Of course, all these efforts are for naught if winemakers can’t get their hands on enough glass at a price they can afford. Now-lifted tariffs on some EU and U.K. wines and spirits and the shipping and manufacturing stalls of COVID-19 have led to pricing and supply chain issues that leave wineries feeling the squeeze. Brad Jonas, co-owner and winemaker of Mendocino’s Minus Tide Wines, had so much trouble getting lightweight flint or clear glass this year that he pre-paid for his 2023 supply. “Normally, you sell a bunch of wine and recoup your money and then buy bottles. That’s how upside down the supply chain is now,” he says.
Minus Tide wine bottles weigh 525 grams.
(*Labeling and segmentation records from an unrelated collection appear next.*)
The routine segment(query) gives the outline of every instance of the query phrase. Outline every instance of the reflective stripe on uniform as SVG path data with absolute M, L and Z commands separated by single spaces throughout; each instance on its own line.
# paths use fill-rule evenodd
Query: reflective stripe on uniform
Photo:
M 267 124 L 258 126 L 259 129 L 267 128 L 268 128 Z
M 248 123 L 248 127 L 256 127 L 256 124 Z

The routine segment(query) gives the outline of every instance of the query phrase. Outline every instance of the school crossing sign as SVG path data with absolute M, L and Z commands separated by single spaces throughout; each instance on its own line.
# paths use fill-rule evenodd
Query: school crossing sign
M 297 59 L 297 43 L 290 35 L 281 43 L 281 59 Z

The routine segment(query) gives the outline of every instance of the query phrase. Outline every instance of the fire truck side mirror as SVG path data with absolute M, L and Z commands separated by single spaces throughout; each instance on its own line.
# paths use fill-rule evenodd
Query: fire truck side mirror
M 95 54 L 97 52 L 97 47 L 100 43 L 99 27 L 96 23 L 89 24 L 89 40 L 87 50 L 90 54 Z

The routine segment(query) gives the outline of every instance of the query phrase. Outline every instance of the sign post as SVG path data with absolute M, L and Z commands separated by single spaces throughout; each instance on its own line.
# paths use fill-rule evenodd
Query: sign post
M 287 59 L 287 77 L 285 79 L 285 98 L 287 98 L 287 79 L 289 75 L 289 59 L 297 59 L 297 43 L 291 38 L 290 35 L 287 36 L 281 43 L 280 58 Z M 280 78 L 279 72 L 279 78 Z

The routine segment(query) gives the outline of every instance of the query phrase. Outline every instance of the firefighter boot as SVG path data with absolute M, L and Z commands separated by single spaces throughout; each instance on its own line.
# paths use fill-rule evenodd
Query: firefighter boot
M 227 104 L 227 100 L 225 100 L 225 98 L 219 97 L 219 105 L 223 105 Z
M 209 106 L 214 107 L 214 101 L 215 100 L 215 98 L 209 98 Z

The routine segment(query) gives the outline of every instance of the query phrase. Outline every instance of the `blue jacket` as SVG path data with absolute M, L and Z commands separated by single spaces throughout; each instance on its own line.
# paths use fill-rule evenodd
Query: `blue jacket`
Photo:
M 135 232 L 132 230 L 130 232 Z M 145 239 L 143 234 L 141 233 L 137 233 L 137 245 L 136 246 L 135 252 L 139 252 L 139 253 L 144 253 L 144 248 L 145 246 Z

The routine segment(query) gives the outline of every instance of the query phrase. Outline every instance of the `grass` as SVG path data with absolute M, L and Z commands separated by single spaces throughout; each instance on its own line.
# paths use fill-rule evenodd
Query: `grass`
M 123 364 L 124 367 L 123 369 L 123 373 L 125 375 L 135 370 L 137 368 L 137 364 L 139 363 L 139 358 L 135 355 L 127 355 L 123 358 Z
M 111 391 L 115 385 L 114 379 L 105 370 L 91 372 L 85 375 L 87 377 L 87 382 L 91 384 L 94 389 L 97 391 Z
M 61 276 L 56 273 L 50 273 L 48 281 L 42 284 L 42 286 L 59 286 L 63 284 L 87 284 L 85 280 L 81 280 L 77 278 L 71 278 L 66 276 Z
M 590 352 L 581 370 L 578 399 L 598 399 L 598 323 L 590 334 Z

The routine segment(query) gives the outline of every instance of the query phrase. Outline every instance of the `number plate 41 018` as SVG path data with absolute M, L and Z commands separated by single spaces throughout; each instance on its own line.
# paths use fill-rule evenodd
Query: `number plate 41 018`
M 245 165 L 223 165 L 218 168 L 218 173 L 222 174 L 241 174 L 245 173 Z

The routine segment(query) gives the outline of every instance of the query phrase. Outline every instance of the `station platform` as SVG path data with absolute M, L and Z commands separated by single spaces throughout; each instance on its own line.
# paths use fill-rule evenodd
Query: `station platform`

Before the pandemic and tariff disruptions, it cost $6 to $9 for a dozen; now it’s up to between $12 and $15. “We have consciously avoided using heavier molds because we believe in trying to be as sustainable as possible,” says Jonas. “But as a growing, scrappy winery, we have to pay attention to our costs, and packaging is one area where we can’t spend too much.”
A true infrastructure around recycling and returnables might alleviate the financial and supply pressures for winemakers seeking sustainable alternatives. “A multifaceted approach will take collaboration in industry and policy,” says McNamara. “What’s come along is a perfect storm of the glass supply chain challenge. We didn’t anticipate it. That plays into trying to reuse our assets wherever we can. All I can say is that everybody wants to figure out how to do this.”